Peran Indonesia dalam Pengurangan Emisi Penerbangan Internasional
Jakarta — Kementerian Perhubungan (Kemenhub) melalui Direktorat Jenderal Perhubungan Udara (Ditjen Hubud) memberikan informasi penting terkait peran Indonesia dalam forum International Civil Aviation Organization (ICAO), khususnya dalam upaya pengurangan emisi melalui penggunaan Sustainable Aviation Fuel (SAF). Indonesia mengajukan perhitungan nilai default Life Cycle Assessment (LCA) untuk SAF berbahan baku Palm Oil Mill Effluent (POME).
Direktur Jenderal Perhubungan Udara, Lukman F Laisa, menjelaskan bahwa penggunaan SAF bagi penerbangan internasional telah menjadi prioritas ICAO dalam program Carbon Offsetting and Reduction Scheme for International Aviation (CORSIA). “Indonesia sebagai negara anggota ICAO berkomitmen untuk menjadi salah satu produsen utama SAF karena besarnya potensi bahan baku yang kita miliki,” ujar Lukman dalam keterangan tertulis.
Kerja Sama dengan Mitra Terkait
Dalam proses pengajuan perhitungan nilai default LCA tersebut, Direktorat Jenderal Perhubungan Udara bekerja sama dengan Kementerian Luar Negeri. Selain itu, dukungan teknis diberikan oleh dua mitra kerja, yaitu Indonesia Palm Oil Strategic Studies (IPOSS) dan PT Tripatra. IPOSS adalah organisasi nonprofit yang mempromosikan keberlanjutan minyak kelapa sawit Indonesia, sedangkan PT Tripatra merupakan perusahaan swasta di bidang engineering dan energi.
Lukman menjelaskan bahwa POME merupakan residu dari proses produksi crude palm oil (CPO). Ia menyebut POME termasuk dalam kategori residu pada daftar positive list ICAO, sehingga SAF berbahan baku POME memiliki potensi penurunan emisi yang besar dan sangat kompetitif dibanding SAF dari bahan baku lain.

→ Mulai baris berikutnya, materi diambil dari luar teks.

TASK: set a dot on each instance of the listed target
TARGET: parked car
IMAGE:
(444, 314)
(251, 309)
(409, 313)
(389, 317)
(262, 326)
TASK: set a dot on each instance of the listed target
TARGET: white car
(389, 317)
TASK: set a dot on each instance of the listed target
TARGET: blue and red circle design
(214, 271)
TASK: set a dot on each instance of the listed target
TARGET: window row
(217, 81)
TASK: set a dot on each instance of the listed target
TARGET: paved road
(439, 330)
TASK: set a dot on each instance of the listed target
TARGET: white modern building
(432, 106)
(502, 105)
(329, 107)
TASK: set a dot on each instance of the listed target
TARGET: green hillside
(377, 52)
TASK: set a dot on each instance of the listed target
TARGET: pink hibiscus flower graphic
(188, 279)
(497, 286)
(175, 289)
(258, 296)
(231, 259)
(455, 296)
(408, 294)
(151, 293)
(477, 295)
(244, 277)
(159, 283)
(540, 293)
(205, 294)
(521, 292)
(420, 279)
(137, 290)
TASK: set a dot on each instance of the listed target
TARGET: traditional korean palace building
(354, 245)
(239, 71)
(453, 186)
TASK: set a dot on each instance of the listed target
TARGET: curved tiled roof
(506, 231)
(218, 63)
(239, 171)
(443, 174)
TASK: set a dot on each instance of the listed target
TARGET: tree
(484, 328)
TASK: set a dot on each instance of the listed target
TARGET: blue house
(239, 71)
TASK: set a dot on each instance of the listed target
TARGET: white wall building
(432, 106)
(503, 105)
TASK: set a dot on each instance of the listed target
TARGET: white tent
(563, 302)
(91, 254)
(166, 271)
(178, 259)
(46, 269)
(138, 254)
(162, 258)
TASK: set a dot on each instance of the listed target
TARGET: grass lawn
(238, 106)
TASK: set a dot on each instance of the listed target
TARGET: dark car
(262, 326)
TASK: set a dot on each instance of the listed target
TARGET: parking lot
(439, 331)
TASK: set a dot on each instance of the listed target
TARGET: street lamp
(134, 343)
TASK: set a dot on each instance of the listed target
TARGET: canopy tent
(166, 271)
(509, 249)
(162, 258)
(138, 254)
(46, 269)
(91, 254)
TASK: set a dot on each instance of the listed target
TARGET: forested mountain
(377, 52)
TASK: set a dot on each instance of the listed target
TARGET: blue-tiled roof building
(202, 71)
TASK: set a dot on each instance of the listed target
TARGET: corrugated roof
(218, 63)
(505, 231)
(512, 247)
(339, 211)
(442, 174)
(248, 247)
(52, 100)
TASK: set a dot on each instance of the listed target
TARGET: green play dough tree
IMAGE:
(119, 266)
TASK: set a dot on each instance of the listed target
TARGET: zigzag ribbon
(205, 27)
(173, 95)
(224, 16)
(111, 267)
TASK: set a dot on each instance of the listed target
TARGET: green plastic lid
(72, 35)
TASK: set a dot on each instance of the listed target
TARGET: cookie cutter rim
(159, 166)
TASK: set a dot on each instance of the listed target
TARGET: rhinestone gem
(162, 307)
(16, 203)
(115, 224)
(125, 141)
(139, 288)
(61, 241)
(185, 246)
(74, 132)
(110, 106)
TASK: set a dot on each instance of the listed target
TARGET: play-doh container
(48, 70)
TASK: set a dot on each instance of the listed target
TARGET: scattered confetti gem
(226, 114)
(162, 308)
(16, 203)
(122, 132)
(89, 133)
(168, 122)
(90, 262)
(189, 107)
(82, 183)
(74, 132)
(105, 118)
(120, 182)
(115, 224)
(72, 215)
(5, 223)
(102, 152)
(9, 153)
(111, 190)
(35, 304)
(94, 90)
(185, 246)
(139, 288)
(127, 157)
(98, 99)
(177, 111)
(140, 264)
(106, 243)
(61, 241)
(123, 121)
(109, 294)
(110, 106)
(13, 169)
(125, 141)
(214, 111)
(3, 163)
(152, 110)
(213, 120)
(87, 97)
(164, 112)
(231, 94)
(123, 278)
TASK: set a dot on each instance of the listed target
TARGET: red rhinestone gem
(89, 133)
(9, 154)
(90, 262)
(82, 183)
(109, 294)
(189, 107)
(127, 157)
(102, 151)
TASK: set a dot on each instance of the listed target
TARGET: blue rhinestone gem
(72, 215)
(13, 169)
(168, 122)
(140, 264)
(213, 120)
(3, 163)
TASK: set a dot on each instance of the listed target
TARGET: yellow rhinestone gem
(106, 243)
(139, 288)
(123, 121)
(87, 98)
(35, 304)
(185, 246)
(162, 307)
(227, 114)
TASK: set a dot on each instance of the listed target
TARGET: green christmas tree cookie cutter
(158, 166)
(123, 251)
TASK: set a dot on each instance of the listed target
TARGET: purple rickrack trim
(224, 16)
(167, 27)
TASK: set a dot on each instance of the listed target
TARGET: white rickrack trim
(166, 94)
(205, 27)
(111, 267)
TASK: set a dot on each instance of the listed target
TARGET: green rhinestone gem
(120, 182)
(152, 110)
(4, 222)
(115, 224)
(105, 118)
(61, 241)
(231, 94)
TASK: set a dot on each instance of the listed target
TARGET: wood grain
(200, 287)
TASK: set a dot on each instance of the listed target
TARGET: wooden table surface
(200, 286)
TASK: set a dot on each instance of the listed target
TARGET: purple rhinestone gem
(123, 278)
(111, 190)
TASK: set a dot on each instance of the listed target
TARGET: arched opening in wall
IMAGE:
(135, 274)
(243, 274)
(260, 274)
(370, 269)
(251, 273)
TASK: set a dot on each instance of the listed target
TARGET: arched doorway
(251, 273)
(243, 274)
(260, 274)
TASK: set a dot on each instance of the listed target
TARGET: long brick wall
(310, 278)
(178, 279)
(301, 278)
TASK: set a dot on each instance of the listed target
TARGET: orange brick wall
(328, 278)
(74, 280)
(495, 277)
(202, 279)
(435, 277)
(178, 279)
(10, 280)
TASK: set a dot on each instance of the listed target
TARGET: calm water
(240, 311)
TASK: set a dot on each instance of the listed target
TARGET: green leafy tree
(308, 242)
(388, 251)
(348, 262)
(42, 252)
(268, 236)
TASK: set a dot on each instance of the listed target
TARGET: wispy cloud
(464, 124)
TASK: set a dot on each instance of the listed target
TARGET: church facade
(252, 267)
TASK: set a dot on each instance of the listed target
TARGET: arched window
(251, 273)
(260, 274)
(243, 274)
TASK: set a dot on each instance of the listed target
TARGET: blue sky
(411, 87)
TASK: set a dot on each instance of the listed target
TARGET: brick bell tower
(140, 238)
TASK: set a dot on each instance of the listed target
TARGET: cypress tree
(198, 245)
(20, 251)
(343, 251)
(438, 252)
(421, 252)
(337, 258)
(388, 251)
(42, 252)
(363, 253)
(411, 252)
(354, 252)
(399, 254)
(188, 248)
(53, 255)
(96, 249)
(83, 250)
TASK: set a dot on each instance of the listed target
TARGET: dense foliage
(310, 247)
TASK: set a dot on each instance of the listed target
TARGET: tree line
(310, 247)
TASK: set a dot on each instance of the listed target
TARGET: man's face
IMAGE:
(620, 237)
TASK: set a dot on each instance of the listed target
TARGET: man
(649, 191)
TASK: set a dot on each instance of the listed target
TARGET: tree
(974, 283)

Persetujuan ICAO atas Nilai LCA Default
Pada Januari 2025, Kemenhub melalui Indonesia CAEP Member selaku wakil Indonesia pada ICAO-CAEP telah mengajukan perhitungan nilai LCA Default Value untuk SAF berbahan baku POME. Setelah melalui proses penilaian teknis di CAEP, ICAO Council pada akhir November 2025 resmi menyetujui dan menerbitkan nilai LCA Default Value tersebut sebesar 18,1 gram CO₂/MJ.
Nilai ini ditetapkan sesuai dengan dokumen ICAO CORSIA Default Life Cycle Emissions Values for CORSIA Eligible Fuels tabel dua pada kategori HEFA Conversion Process. “Persetujuan ICAO ini menegaskan POME secara resmi diakui sebagai bahan baku SAF dengan nilai emisi yang sangat kompetitif, mampu memberikan emission saving hingga 80 persen dibandingkan bahan bakar fosil,” tambah Lukman.
Proses Teknis yang Panjang
Proses pengajuan nilai default LCA ini telah melalui tahapan teknis panjang, termasuk perbandingan perhitungan dengan International Independent Expert dari University of Hasselt, Belgia, serta verifikasi oleh Joint Research Centre European Commission. Seluruh proses tersebut dipresentasikan dan disetujui pada berbagai tingkatan pembahasan di CAEP hingga mendapatkan persetujuan final dari ICAO Council.
Lukman mengucapkan terima kasih atas dukungan Kementerian Luar Negeri serta kontribusi teknis dari IPOSS dan PT Tripatra. “Upaya lintas institusi ini menunjukkan komitmen kuat Indonesia dalam memperjuangkan posisi nasional di forum internasional,” sambungnya.
Tantangan dan Langkah Berikutnya
Meski demikian, Lukman menegaskan masih terdapat tahapan penting yang perlu ditindaklanjuti agar produksi SAF berbahan baku POME dapat terealisasi secara konsisten di dalam negeri. Salah satu prioritas utama adalah memastikan ketersediaan bahan baku POME yang mencukupi dan memiliki traceability yang baik.
“Kami mengharapkan dukungan berkelanjutan dari pemerintah pusat dan daerah, BUMN, pelaku industri, asosiasi, swasta nasional, serta sektor penerbangan. Kolaborasi diperlukan dalam bentuk kebijakan, regulasi, insentif, investasi, hingga penyediaan fasilitas pendukung,” ujar Lukman.
Dengan langkah bersama, Indonesia memiliki peluang besar menjadi produsen SAF yang kompetitif di kawasan.